Gulda does it again!, Review of Friedrich Gulda's recording of Beethoven's piano sonatas.
Friedrich Gulda's recording of the so-called Old Testament of classical keyboard in the shape of Bach's Well-Tempered Clavier almost instantly became my definitive interpretation of the preludes and fugues contained therein, short of recording them all myself.
Having never until now found a satisfactory Beethoven piano cycle I naturally looked to Gulda's recording, despite it not being available for digital download, once I was made aware of its existence - which was no mean feat.
To be succinct I will say that just as Gulda mesmerised me with his Old Testament rendering so his performance of the New Testament in the shape of Beethoven's piano sonatas is now my go-to favourite.
I have explored interpretations of these sonatas for many years, owning the cycles by Artur Schnabel, Wilhelm Kempff (mono and stereo), Maurizio Pollini, Richard Goode, Alfred Brendel (second cycle) as well as odd sonatas played by Glenn Gould and Rudolf Serkin.
None of the above was I truly happy with for the reason that many of the lesser known sonatas made me feel bored and I was often in disagreement with the way the greater sonatas were played.
Moreover, the quality over the entire cycle either wavered (Pollini and Goode) or failed to captivate (Brendel and Kempff) and listening to the whole corpus was, in the case of these aforementioned interpreters, more of a chore than a pleasure (the sound quality of the Schnabel is too poor for me to have explored his take in any depth).
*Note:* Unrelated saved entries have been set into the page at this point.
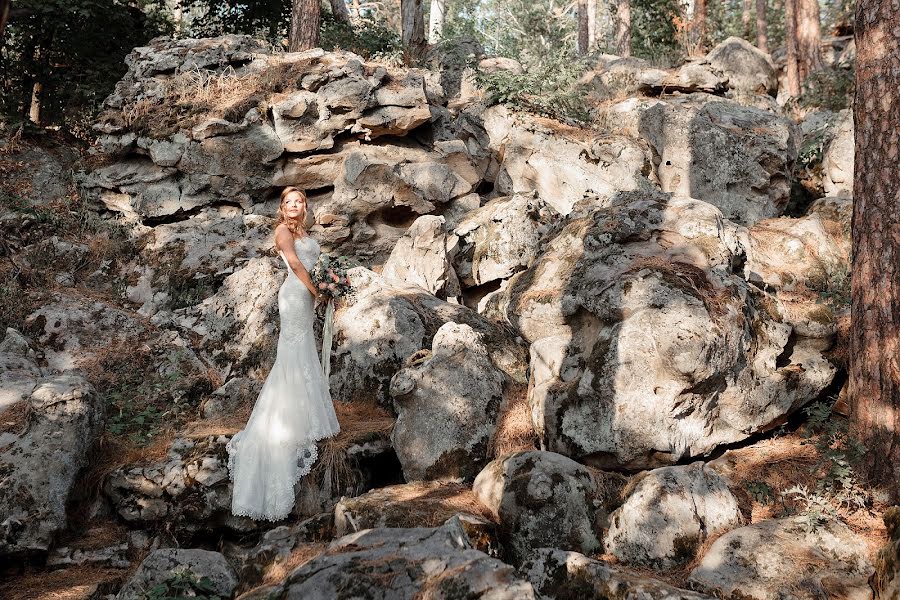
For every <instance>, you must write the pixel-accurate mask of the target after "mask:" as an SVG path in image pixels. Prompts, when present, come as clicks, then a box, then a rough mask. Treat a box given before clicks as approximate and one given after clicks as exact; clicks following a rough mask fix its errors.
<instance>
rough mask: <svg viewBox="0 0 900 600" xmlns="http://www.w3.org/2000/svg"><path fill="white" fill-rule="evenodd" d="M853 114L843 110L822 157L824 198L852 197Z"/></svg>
mask: <svg viewBox="0 0 900 600" xmlns="http://www.w3.org/2000/svg"><path fill="white" fill-rule="evenodd" d="M854 152H855V140H854V138H853V112H852V111H849V110H843V111H841V113H840V121H839V122H838V125H837V128H836V129H835V131H834V133H833V134H832V138H831V141H830V142H829V143H828V146H827V147H826V148H825V151H824V155H823V156H822V187H823V188H824V190H825V195H826V196H852V195H853V157H854Z"/></svg>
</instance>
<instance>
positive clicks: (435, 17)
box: [428, 0, 447, 44]
mask: <svg viewBox="0 0 900 600" xmlns="http://www.w3.org/2000/svg"><path fill="white" fill-rule="evenodd" d="M446 17H447V0H431V12H429V13H428V43H429V44H437V43H438V42H439V41H441V37H442V36H443V35H444V19H446Z"/></svg>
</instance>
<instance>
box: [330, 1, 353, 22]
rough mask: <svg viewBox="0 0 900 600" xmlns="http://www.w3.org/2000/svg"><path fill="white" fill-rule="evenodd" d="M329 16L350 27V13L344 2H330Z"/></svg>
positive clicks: (333, 1) (350, 21)
mask: <svg viewBox="0 0 900 600" xmlns="http://www.w3.org/2000/svg"><path fill="white" fill-rule="evenodd" d="M331 14H333V15H334V18H335V20H336V21H340V22H341V23H346V24H347V25H350V23H351V21H350V11H349V10H348V9H347V3H346V2H344V0H331Z"/></svg>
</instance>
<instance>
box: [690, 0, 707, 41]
mask: <svg viewBox="0 0 900 600" xmlns="http://www.w3.org/2000/svg"><path fill="white" fill-rule="evenodd" d="M691 25H692V28H693V30H694V39H695V40H696V42H697V50H699V51H700V52H703V49H704V48H705V47H706V0H694V18H693V22H692V23H691Z"/></svg>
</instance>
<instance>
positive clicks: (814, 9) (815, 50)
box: [797, 0, 822, 83]
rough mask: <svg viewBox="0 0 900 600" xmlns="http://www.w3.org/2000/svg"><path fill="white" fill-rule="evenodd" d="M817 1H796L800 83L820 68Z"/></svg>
mask: <svg viewBox="0 0 900 600" xmlns="http://www.w3.org/2000/svg"><path fill="white" fill-rule="evenodd" d="M821 44H822V31H821V25H820V24H819V0H797V63H798V70H799V75H800V83H803V82H804V81H806V78H807V77H809V75H810V73H814V72H816V71H818V70H819V69H821V68H822V55H821V52H820V47H821Z"/></svg>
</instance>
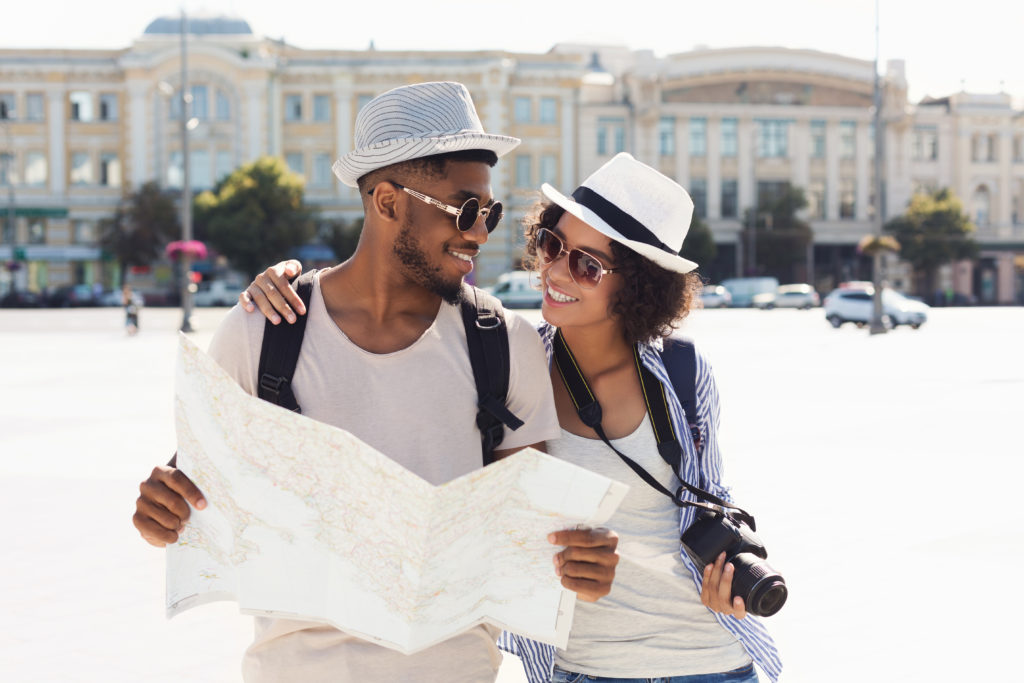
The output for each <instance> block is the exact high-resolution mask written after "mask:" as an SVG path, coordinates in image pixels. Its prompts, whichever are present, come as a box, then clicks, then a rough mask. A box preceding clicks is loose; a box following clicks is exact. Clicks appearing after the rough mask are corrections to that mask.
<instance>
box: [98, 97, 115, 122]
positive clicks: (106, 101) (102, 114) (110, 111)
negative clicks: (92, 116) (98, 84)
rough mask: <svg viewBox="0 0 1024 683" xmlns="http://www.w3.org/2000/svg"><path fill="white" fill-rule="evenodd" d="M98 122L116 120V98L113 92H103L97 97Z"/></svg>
mask: <svg viewBox="0 0 1024 683" xmlns="http://www.w3.org/2000/svg"><path fill="white" fill-rule="evenodd" d="M99 120H100V121H117V120H118V96H117V95H116V94H114V93H113V92H104V93H103V94H101V95H99Z"/></svg>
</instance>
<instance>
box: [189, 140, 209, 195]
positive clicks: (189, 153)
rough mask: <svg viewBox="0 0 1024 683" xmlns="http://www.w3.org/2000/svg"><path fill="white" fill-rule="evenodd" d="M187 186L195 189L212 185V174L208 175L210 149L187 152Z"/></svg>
mask: <svg viewBox="0 0 1024 683" xmlns="http://www.w3.org/2000/svg"><path fill="white" fill-rule="evenodd" d="M188 186H190V187H193V188H195V189H209V188H210V187H213V176H211V175H210V151H209V150H203V148H199V150H191V151H190V152H189V153H188Z"/></svg>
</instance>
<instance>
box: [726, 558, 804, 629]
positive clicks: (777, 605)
mask: <svg viewBox="0 0 1024 683" xmlns="http://www.w3.org/2000/svg"><path fill="white" fill-rule="evenodd" d="M730 561H731V562H732V564H733V566H734V567H735V572H734V573H733V579H732V594H733V595H734V596H736V595H738V596H739V597H741V598H742V599H743V603H744V604H745V605H746V611H749V612H750V613H752V614H757V615H758V616H771V615H772V614H774V613H775V612H777V611H778V610H779V609H781V608H782V605H784V604H785V599H786V598H787V597H788V595H790V590H788V589H787V588H786V587H785V580H784V579H782V574H780V573H778V572H777V571H775V570H774V569H772V568H771V566H769V565H768V563H767V562H765V561H764V560H763V559H761V558H760V557H758V556H757V555H754V554H753V553H739V554H738V555H736V556H735V557H733V558H732V559H731V560H730Z"/></svg>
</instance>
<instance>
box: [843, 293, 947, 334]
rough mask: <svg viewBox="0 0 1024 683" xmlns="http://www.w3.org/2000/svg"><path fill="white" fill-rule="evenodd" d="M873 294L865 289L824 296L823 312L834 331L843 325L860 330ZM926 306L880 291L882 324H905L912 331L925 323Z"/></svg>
mask: <svg viewBox="0 0 1024 683" xmlns="http://www.w3.org/2000/svg"><path fill="white" fill-rule="evenodd" d="M873 302H874V292H873V291H872V290H869V289H838V290H834V291H833V292H831V293H830V294H829V295H828V296H826V297H825V301H824V311H825V319H827V321H828V322H829V323H830V324H831V326H833V327H834V328H838V327H840V326H841V325H843V324H844V323H854V324H855V325H857V327H863V326H864V325H866V324H868V323H870V321H871V312H872V308H873V306H874V303H873ZM928 308H929V306H928V304H926V303H922V302H921V301H914V300H913V299H908V298H907V297H905V296H903V295H902V294H900V293H899V292H896V291H894V290H889V289H886V290H882V315H883V318H884V319H883V323H884V324H887V325H889V326H892V327H896V326H899V325H909V326H910V327H911V328H913V329H914V330H916V329H918V328H920V327H921V326H922V325H924V324H925V323H926V322H927V321H928Z"/></svg>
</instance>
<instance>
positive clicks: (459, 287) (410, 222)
mask: <svg viewBox="0 0 1024 683" xmlns="http://www.w3.org/2000/svg"><path fill="white" fill-rule="evenodd" d="M393 249H394V254H395V256H397V257H398V260H399V261H400V262H401V264H402V265H403V266H406V274H407V275H408V276H409V278H410V280H412V281H413V282H415V283H416V284H417V285H419V286H420V287H422V288H424V289H425V290H427V291H428V292H430V293H432V294H436V295H437V296H439V297H440V298H441V299H443V300H444V301H445V302H447V303H450V304H452V305H453V306H456V305H458V304H459V302H461V301H462V279H461V278H460V279H459V280H457V281H455V282H450V281H445V280H444V278H442V276H441V268H440V266H439V265H430V262H429V260H428V259H427V254H426V252H424V251H423V248H422V247H421V246H420V242H419V240H417V239H416V237H415V236H414V234H413V224H412V221H410V220H409V219H408V218H407V219H406V220H404V221H403V222H402V225H401V229H400V230H398V237H397V238H396V239H395V241H394V247H393Z"/></svg>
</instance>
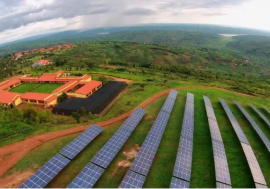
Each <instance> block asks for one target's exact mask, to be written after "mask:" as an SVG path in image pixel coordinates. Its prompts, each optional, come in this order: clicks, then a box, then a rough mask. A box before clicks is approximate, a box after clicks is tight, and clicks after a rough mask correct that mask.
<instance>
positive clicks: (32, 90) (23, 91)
mask: <svg viewBox="0 0 270 189" xmlns="http://www.w3.org/2000/svg"><path fill="white" fill-rule="evenodd" d="M39 85H40V86H39ZM62 85H63V84H60V83H46V84H43V85H42V84H40V83H22V84H21V85H19V86H18V87H15V88H13V89H11V90H10V91H11V92H17V93H26V92H29V91H30V90H31V92H33V93H51V92H52V91H53V90H55V89H57V88H58V87H60V86H62ZM34 87H37V88H36V89H34V90H32V89H33V88H34Z"/></svg>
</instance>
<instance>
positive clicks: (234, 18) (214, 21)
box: [0, 0, 270, 44]
mask: <svg viewBox="0 0 270 189" xmlns="http://www.w3.org/2000/svg"><path fill="white" fill-rule="evenodd" d="M269 10H270V1H269V0H98V1H97V0H0V44H2V43H6V42H10V41H14V40H18V39H22V38H26V37H31V36H36V35H40V34H48V33H54V32H60V31H66V30H86V29H92V28H99V27H111V26H133V25H140V24H149V23H199V24H217V25H226V26H240V27H247V28H254V29H262V30H268V31H270V24H269V21H268V18H270V11H269Z"/></svg>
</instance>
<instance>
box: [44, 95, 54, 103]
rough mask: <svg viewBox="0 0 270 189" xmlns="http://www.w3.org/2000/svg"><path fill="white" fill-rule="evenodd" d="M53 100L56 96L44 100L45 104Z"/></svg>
mask: <svg viewBox="0 0 270 189" xmlns="http://www.w3.org/2000/svg"><path fill="white" fill-rule="evenodd" d="M55 99H57V96H56V95H52V96H50V97H49V98H47V99H46V100H45V102H47V103H50V102H52V101H54V100H55Z"/></svg>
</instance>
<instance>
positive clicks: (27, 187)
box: [19, 154, 69, 188]
mask: <svg viewBox="0 0 270 189" xmlns="http://www.w3.org/2000/svg"><path fill="white" fill-rule="evenodd" d="M68 163H69V160H68V159H67V158H65V157H63V156H61V155H59V154H56V155H55V156H54V157H53V158H51V159H50V160H49V161H48V162H47V163H46V164H45V165H43V166H42V167H41V168H40V169H39V170H38V171H37V172H35V174H33V175H32V176H31V177H30V178H29V179H28V180H26V181H25V182H24V183H23V184H22V185H21V186H20V187H19V188H44V187H45V186H46V185H47V184H48V183H49V182H50V181H51V180H52V179H53V178H54V177H55V176H56V175H57V174H58V173H59V172H60V171H61V170H62V169H63V168H64V167H65V166H66V165H67V164H68Z"/></svg>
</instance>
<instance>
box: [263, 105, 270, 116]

Not anymore. Gulda's fiery, immediate, un-belaboured, non-deferential, un-romantic, quick-witted approach to these piano monuments has made them all a pleasure to listen to, almost without exception, and his performance of the named sonatas is also much to my liking, e.g. the first movement of the Waldstein.
Gulda was called a 'terrorist pianist' for a reason in so far as he was keyboard maverick with little time for the ostentation and preciousness (not to say pretentiousness) of the classical music world, openly preferring jazz in some cases and having the decency to also compose which is not the case of many pianists schooled in the classical tradition.
In my opinion these elements of his pianistic temperament are perfect for Beethoven, a keen improviser himself with little time for common public perception, and, unlike the ponderous Kempff or the uneven Goode, Gulda makes these works exciting and arguably as fresh as when they were first conceived - quite an achievement given how familiar I am with all of them.
Now I am aware that this is a matter of taste as I doubt Gulda will be to everyone's liking but it is a joy in my case to finally find a pianist who corresponds largely with my musical sensibility and has managed to deliver the goods in the case of giants Bach and Beethoven (his Mozart is certainly not one I'm very fond of, however).
I have not taken the trouble to listen to the concertos included in this box set as they were not the reason I purchased it but rest assured that the piano solo works covering the first nine discs are brilliantly done justice, if of a vigorous and un-reverential kind.